Comparison of BCR and TCR repertoires between long- and short-read sequencing using MiXCR. (A) Heatmap of IGHV versus IGHD gene combinations. Upper panel: long-read; Lower panel: short-read. Colors indicate read counts from yellow (high) through green to dark blue (low). (B) Heatmap of IGHV versus IGHJ gene combinations, with the same format as in (A). (C) Heatmap of IGKV versus IGKJ gene combinations. (D) Heatmap of TRAV versus TRAJ gene combinations. (E) CDR3 motif logos of IGH chains. Left: nucleotide sequences; Right: amino acid sequences. Upper panels: long-read; Lower panels: short-read. In the amino acid logos, residues are color-coded by chemical properties: acidic (red), basic (blue), hydrophobic (black), neutral, and polar (green). (F) CDR3 motif logos of TRB chains, shown in the same format as in (E). Repertoire diversity for each chain was evaluated using Shannon and Simpson diversity indices, as described in the main text (see Supplementary Table S2 for numerical values). Diversity indices in A,B; Long-read: Shannon = 8.592, Simpson = 0.999, Short-read: Shannon = 5.888, Simpson = 0.994. C: Long-read: Shannon = 6.125, Simpson = 0.996. Short-read: Shannon = 6.566, Simpson = 0.996. D: Long-read: Shannon = 6.640, Simpson = 0.997, Short-read: Shannon = 6.252, Simpson = 0.9973.
Discussion
In this study, we systematically compared transcriptomic profiles obtained via long- and short-read RNA-seq across multiple facets, including gene expression (Figs 1 and 2), transcript variant and novel gene detection (Fig. 3), microRNA identification (Fig. 4), fusion gene discovery (Fig. 5), and immune repertoire analysis (Fig. 6). Our findings demonstrate that long-read sequencing affords superior coverage and sensitivity in detecting a broader spectrum of transcripts, encompassing novel and functionally significant genes that are underrepresented in short-read datasets. Notably, long-read data facilitated more comprehensive and consistent identification of gene isoforms, lncRNAs, and fusion transcripts. While both platforms identified largely overlapping microRNA species, long-read sequencing captured additional microRNA variants and complex isoforms, underscoring its advantages for non-coding RNA analyses. In immune repertoire profiling, long-read sequencing enabled more precise reconstruction of full-length V(D)J recombination sequences and CDR3 motifs, particularly within immunoglobulin heavy chains, thereby enhancing clonotype resolution. Conversely, short-read sequencing yielded comparable results for select TCR chains but exhibited limitations in fully capturing repertoire diversity. Collectively, these results emphasize the complementary strengths of both sequencing technologies and advocate for their integrated application to achieve a comprehensive characterization of transcriptomic complexity, with significant implications for disease research and biomarker discovery. From a practical standpoint, long-read sequencing is not expected to replace short-read platforms in large-scale cohorts due to cost and throughput constraints. Instead, our findings support a discovery-validation division of labor, in which long-read sequencing is used for structural discovery and short-read or targeted assays are subsequently deployed for scalable screening.

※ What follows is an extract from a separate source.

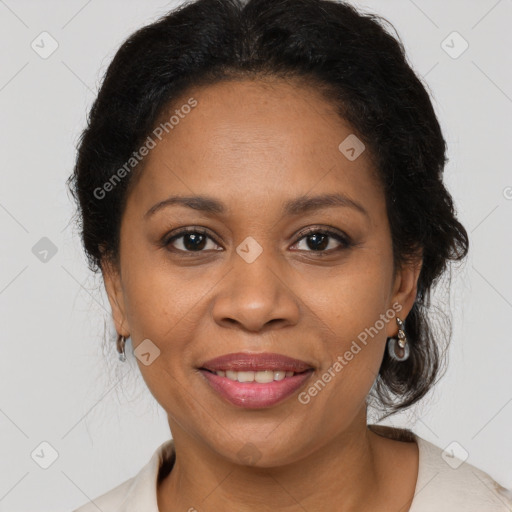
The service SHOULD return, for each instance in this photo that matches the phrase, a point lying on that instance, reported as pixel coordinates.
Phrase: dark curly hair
(360, 68)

Short-read RNA-seq has long been regarded as the gold standard for transcriptome profiling due to its high accuracy, cost-effectiveness, and compatibility with established expression analysis pipelines [1]. Indeed, previous studies have reported strong agreement between short-read RNA-seq and microarray results, further supporting its reliability for gene expression quantification [30–32]. Previous studies comparing short-read RNA-seq with microarray technologies have consistently reported high overall correspondence, particularly for moderately to highly expressed genes, generally in the range of 0.6–0.85 [32]. A clinical sample study further reported 0.76 concordance, with improvements via GC-content correction [31]. In our study, short-read RNA-seq similarly showed a higher correlation with microarray data (R^2^ = 0.500) compared to long-read RNA-seq (R^2^ = 0.396), which is consistent with these previously reported benchmarks. The slightly stronger alignment of short-read data may reflect methodological similarities both rely on detection of short fragments, tend to emphasize highly expressed transcripts, and underrepresent isoform complexity or low-abundance RNA species. Consistent with this interpretation, our analysis confirmed that microarray measurements rely on short oligonucleotide probes designed from established gene annotations, most of which were originally derived from short-read sequencing data. As a result, microarray signal intensities aligned more closely with short-read RNA-seq than with long-read RNA-seq, which captures full-length transcripts and reveals additional isoform diversity that microarray probes cannot detect. Therefore, the microarray comparison in Fig. 2 should be interpreted as a technical benchmark of rank concordance between platforms, rather than as a reference for biological ground truth.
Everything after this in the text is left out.